Yoru no Kai’s primary activities involved hosting serialized public debates at Mon Ami with discussion open to attendees.  Topics of debate at first included groundbreaking artistic and cultural theories posited by Hanada and Okamoto, such as Okamoto’s Taikyokushugi (“Theory of Polar Opposites”).  The group also debated and discussed broad issues related to arts and culture, such as Socialist realism, theology, fiction, and humanity.  Although early on Yoru no Kai members found common ground in their shared interest in Communism, by May 1949, Yoru no Kai had largely dissolved due to internal arguments surrounding Communist politics.  
However, many of the members, including Hanada and Okamoto, remained active in a loosely affiliated group with which Yoru no Kai had collaborated, known as Seiki no Kai (active until May 1951).  The volume Atarashii Geijutsu no Tankyū (1949) remains one of the best records of the Yoru no Kai’s activities, as it records some of their most significant debates and discussions.

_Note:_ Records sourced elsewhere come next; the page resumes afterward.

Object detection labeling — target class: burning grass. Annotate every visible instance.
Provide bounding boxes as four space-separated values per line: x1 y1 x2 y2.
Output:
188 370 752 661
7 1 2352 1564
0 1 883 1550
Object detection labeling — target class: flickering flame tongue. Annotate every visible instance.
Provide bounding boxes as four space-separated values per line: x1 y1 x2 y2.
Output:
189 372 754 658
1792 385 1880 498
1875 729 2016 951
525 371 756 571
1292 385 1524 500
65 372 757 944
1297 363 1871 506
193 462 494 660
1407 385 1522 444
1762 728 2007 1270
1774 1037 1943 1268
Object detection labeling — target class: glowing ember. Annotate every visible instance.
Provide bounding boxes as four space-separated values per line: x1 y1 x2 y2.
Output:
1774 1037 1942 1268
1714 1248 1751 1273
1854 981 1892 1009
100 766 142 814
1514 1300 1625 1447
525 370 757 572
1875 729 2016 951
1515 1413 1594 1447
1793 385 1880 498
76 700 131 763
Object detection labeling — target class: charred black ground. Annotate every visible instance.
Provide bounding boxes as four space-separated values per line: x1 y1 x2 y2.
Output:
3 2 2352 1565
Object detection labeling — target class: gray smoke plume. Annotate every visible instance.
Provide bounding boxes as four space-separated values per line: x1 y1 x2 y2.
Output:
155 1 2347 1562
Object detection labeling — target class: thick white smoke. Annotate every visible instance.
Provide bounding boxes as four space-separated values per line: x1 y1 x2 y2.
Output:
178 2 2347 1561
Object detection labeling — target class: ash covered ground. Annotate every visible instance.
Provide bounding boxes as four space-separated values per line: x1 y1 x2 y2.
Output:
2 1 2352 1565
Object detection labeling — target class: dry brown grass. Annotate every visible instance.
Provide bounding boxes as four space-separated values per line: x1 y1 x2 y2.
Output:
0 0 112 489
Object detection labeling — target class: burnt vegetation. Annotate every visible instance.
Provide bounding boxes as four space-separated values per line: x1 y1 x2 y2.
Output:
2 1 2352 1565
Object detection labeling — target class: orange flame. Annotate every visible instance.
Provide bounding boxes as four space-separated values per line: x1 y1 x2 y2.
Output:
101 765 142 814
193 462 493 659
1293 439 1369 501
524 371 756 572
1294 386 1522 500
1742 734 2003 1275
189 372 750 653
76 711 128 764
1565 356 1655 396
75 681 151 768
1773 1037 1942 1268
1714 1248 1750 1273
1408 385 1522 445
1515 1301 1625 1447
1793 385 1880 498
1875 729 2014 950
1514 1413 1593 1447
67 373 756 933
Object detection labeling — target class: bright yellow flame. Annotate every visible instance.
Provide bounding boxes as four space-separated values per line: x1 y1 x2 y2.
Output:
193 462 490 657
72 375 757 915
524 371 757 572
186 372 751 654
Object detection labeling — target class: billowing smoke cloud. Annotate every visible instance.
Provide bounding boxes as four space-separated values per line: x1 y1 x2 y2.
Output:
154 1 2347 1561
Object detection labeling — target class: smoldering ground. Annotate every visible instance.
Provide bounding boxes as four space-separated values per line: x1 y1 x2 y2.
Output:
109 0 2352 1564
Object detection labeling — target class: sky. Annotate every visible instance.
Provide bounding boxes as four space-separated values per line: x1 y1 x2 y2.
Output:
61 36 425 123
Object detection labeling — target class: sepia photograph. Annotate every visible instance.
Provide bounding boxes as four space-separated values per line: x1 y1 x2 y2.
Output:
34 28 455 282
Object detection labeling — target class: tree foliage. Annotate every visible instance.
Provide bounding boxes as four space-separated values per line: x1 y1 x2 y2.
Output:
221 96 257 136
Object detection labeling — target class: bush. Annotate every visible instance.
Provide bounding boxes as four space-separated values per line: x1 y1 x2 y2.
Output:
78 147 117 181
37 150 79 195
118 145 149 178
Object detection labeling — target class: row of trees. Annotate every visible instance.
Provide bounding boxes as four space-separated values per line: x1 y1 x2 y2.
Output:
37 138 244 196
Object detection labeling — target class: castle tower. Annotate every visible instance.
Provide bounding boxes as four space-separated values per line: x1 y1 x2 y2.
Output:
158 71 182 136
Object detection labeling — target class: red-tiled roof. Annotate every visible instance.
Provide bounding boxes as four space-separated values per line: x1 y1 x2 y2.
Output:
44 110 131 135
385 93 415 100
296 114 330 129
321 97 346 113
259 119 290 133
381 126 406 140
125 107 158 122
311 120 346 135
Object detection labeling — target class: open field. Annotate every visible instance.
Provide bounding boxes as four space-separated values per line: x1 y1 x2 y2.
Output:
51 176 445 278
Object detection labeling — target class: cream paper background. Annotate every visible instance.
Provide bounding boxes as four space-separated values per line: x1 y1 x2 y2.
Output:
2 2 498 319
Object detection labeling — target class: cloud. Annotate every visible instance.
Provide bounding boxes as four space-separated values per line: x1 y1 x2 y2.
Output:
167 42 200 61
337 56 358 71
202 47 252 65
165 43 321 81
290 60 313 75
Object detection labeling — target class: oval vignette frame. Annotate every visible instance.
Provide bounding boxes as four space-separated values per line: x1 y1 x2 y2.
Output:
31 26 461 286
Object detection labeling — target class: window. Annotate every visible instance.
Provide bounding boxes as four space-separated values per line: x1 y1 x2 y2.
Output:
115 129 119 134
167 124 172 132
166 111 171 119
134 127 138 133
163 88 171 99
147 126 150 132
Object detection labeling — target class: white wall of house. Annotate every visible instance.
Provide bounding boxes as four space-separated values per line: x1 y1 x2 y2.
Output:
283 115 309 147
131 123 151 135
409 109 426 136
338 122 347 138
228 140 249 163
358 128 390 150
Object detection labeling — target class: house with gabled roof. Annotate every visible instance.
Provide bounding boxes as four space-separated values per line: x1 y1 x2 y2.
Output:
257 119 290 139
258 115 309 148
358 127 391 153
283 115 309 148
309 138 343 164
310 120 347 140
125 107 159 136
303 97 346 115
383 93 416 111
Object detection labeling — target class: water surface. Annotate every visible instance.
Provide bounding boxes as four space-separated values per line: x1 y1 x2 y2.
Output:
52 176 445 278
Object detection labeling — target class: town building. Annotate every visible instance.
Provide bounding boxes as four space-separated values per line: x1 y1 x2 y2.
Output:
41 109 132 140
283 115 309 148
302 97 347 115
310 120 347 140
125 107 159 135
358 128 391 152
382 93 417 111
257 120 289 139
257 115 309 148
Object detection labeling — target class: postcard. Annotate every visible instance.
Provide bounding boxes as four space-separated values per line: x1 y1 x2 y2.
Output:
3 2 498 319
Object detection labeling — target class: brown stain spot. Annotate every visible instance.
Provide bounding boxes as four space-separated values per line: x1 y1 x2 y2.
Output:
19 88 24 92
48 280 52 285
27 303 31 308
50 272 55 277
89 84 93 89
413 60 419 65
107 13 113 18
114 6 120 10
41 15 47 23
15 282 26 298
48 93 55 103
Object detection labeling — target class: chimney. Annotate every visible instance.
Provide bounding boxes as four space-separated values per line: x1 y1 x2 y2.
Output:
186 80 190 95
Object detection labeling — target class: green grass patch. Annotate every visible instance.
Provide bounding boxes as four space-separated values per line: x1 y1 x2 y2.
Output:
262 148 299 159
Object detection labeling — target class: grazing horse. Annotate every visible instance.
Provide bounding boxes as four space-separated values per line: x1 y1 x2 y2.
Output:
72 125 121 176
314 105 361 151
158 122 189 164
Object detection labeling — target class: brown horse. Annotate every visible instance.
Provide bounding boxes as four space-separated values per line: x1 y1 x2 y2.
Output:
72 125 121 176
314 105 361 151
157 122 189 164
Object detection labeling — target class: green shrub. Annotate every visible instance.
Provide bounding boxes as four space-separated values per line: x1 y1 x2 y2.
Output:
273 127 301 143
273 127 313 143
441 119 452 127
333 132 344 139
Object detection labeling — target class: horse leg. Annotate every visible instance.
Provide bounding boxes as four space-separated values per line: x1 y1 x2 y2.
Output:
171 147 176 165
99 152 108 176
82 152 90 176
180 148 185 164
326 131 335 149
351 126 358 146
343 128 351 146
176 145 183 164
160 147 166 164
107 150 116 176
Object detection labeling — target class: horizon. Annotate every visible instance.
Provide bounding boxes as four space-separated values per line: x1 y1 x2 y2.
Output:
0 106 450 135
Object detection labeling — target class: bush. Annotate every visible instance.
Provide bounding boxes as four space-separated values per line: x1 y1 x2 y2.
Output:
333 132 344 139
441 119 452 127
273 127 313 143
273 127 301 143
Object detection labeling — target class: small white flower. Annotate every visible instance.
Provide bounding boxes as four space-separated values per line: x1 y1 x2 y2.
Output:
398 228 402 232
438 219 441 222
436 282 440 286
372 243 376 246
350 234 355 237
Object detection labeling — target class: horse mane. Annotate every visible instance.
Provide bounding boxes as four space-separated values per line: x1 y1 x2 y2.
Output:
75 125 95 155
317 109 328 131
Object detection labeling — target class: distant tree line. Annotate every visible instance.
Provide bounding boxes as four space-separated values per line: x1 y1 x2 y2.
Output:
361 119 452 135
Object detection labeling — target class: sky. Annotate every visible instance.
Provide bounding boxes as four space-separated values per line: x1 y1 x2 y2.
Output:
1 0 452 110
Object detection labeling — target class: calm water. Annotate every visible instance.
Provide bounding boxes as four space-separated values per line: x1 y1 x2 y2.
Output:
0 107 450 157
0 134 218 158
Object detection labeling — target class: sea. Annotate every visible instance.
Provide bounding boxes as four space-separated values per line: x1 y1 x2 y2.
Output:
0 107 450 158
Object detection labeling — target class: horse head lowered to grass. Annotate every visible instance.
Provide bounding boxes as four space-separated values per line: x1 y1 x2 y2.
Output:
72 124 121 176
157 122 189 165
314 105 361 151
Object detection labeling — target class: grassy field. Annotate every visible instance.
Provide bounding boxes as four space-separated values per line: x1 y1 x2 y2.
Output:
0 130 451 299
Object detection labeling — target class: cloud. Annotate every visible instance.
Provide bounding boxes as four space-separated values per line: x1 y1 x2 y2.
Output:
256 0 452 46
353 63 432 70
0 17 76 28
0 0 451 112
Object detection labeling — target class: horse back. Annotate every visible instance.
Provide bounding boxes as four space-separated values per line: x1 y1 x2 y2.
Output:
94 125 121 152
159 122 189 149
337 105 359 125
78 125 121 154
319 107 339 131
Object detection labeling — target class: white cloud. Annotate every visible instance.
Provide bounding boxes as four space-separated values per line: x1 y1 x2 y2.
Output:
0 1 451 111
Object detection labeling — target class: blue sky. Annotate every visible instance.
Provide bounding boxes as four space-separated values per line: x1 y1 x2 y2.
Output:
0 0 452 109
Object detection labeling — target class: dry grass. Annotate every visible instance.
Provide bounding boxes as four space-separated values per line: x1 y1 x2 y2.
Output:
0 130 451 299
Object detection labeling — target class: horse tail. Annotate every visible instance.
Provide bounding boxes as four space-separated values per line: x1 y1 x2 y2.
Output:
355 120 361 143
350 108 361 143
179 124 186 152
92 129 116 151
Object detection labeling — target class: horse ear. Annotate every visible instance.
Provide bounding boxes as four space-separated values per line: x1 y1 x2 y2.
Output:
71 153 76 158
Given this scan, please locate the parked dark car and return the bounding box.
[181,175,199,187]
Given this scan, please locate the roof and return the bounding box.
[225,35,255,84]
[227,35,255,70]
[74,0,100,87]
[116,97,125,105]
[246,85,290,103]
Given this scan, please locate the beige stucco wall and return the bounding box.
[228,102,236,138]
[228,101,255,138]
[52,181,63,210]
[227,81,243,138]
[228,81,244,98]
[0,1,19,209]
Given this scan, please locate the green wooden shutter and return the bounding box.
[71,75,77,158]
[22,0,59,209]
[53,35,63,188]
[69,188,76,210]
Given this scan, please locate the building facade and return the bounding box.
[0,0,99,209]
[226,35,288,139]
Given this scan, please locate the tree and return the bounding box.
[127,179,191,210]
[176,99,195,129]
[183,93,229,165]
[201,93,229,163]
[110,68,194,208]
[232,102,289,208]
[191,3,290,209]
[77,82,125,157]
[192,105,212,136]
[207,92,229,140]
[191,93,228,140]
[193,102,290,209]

Within the early postwar period in Japan, which was characterized by an abundance of small artistic groups, Yoru no Kai has become well known as a representative avant-garde group and its influence on postwar art has been acknowledged.  Although Yoru no Kai was only active for a brief period of time, it facilitated key exchanges between artists and writers and introduced young creators to avant-garde ideas. According to art critic Shin’ichi Segi, who participated in Yoru no Kai meetings, “the atmosphere of the group was salon-like, it was a place where members exchanged opinions with each other, but from the public format, the result was that it served the role of spreading enlightenment.” 
Yoru no Kai was especially influential for the other avant-garde groups that it catalyzed.  In 1949, after Yoru no Kai had dissolved, Hanada and Okamoto went on to create the Abangyarudo Geijutsu Kenkyūkai (Avant-garde Art Study Group), which was designed to mentor young artists and critics.  Among other activities, the group held a critique of artworks at Kifukuji in Tokyo.  The following year, the group merged with another group known as Seiki no Kai (“Century Society”) that had been established in 1948 by Kōbō Abe and some younger artists who also participated in Yoru no Kai.   Many young artists who would become prominent in the postwar art world attended or participated in Yoru no Kai, Abangyarudo Geijutsu Kenkyūkai, and Seiki no Kai, including Tatsuo Ikeda, and Jikken Kōbō members Shōzō Kitadai, Hideko Fukushima, and Katsuhiro Yamaguchi. 
With its emphasis on artistic exchange as a means of forging new paths in art, Yoru no Kai could also be seen as an early example of – or early attempt at – the “activity-based collectivism” that would grow over the course of the 1950s with the activities of groups such as Jikken Kōbō and Gutai, and that would come to dominate Japanese avant-garde art during the 1960s.